Le second mécanisme proposé pour expliquer la commutation s’appuie sur la présence de lacunes d’oxygène ou de porteurs de charges à l’interface entre l’oxyde et les électrodes métalliques (Figure B-1-5b). En utilisant, des mesures locales de résistance sur des structures à base d’oxyde ayant une structure cristalline pérovskite, Baikalov et al. ont montré que la résistance de contact entre l’électrode métallique et l’oxyde changeait sous l’application d’un champ électrique [Baikalov, 2003]. Ce mécanisme de commutation est fréquemment relié à un comportement de commutation bipolaire observé dans les oxydes de type pérovskite. Un grand nombre de modèles a été proposé afin d’expliquer la commutation de résistance impliquant des effets d’interface : la migration électrochimique de lacunes d’oxygène [Chen, 2005], le piégeage de charges (électrons ou trous) [Sawa, 2005], la transition de Mott induite par des porteurs de charge injectés aux interfaces [Rosenberg, 2006].

Pour finir, une étude récente menée par Inoue et al. [Inoue, 2008] a permis de mettre en évidence dans des structures intégrant des oxydes tels que Fe2O3, NiO ou CoO, la coexistence de commutation bipolaire et unipolaire. Cette caractéristique est qualifiée de comportement "non polaire". Afin d’expliquer la commutation, Inoue et al. ont proposé un modèle basé sur un "robinet" ("faucet") de charges aux interfaces entre l’oxyde et les électrodes. Dans ce modèle, l’oxyde devient localement conducteur du fait de la présence de nombreux filaments formés après l’étape de "forming". Ainsi, le courant total circulant dans l’oxyde pourrait être contrôlé par le robinet situé à l’une au l’autre des interfaces fortement résistives. L’aire du robinet doit être bien plus faible que la surface totale de l’électrode et la résistance dans l’état ON, dans lequel le courant circule depuis un robinet ouvert, est pratiquement indépendant de la surface.
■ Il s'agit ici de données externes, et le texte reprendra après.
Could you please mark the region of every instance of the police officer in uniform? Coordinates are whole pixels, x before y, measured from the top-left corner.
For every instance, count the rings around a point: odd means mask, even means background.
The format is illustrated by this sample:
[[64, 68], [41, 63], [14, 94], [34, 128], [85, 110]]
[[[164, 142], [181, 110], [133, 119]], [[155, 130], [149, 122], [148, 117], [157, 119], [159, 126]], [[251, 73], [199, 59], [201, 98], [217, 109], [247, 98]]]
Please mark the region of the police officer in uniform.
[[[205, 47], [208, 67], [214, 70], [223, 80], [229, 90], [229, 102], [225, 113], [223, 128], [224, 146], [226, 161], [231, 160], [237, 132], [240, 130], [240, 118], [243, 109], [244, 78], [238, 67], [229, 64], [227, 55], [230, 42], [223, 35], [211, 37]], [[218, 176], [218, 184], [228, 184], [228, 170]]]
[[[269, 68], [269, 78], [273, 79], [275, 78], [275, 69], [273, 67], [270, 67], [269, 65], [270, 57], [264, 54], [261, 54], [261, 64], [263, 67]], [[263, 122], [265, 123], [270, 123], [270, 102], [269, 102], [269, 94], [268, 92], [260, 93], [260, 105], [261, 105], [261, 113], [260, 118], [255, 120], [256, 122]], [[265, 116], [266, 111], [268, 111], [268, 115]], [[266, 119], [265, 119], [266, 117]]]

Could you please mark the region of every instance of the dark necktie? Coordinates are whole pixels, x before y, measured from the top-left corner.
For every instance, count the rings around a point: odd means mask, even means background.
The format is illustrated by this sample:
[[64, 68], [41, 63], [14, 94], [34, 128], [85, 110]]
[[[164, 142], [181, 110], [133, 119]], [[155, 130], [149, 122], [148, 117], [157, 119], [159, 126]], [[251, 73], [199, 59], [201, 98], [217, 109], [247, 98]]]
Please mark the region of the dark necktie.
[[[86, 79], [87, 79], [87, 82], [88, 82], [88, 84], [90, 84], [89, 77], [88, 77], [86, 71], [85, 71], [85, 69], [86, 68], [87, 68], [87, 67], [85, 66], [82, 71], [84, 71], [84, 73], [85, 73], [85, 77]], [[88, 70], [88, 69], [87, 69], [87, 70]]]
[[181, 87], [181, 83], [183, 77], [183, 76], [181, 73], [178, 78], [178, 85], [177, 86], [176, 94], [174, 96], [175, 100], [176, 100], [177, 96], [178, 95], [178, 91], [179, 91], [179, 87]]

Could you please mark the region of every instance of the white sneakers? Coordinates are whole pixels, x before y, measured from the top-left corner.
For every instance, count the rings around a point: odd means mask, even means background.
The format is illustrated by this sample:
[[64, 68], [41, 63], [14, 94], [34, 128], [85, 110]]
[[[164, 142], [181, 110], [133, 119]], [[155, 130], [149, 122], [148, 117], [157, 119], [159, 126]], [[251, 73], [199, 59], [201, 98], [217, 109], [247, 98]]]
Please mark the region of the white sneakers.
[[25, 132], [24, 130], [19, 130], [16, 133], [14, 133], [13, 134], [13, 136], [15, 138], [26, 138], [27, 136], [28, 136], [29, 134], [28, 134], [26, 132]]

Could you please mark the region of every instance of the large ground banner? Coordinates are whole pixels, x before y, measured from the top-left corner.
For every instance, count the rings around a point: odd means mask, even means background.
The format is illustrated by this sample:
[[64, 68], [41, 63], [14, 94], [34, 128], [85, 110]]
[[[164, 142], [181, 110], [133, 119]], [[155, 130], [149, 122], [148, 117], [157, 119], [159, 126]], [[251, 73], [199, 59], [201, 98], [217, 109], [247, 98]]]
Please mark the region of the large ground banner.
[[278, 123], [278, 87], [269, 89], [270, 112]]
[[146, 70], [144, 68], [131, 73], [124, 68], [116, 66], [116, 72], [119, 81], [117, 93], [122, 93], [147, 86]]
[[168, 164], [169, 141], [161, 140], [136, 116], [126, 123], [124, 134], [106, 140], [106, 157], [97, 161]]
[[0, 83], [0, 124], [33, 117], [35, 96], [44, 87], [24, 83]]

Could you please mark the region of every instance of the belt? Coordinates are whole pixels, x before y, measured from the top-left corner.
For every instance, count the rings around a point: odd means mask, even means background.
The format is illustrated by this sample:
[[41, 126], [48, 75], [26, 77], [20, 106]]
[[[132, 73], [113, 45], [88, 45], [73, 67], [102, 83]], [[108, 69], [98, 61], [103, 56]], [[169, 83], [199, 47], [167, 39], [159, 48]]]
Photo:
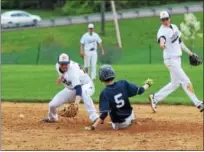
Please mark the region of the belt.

Dans l’état OFF, le courant circule de manière homogène à travers l’interface fortement résistive.

Figure B-1-8 : Modèle de "robinets" de charges permettant au courant de s’écouler entre les électrodes supérieure et inférieure et expliquant le phénomène de commutation de résistance [Inoue, 2008].

La différence entre des mécanismes de type filamentaire ou interfacial peut être comprise en considérant l’influence de la surface de la structure MIM sur les caractéristiques de commutation. En effet, dans le cas où la résistance est inversement proportionnelle à la surface, la commutation met en jeu toute la surface. En revanche, si la résistance est indépendante de la surface, la commutation a alors lieu localement au niveau des robinets ouverts.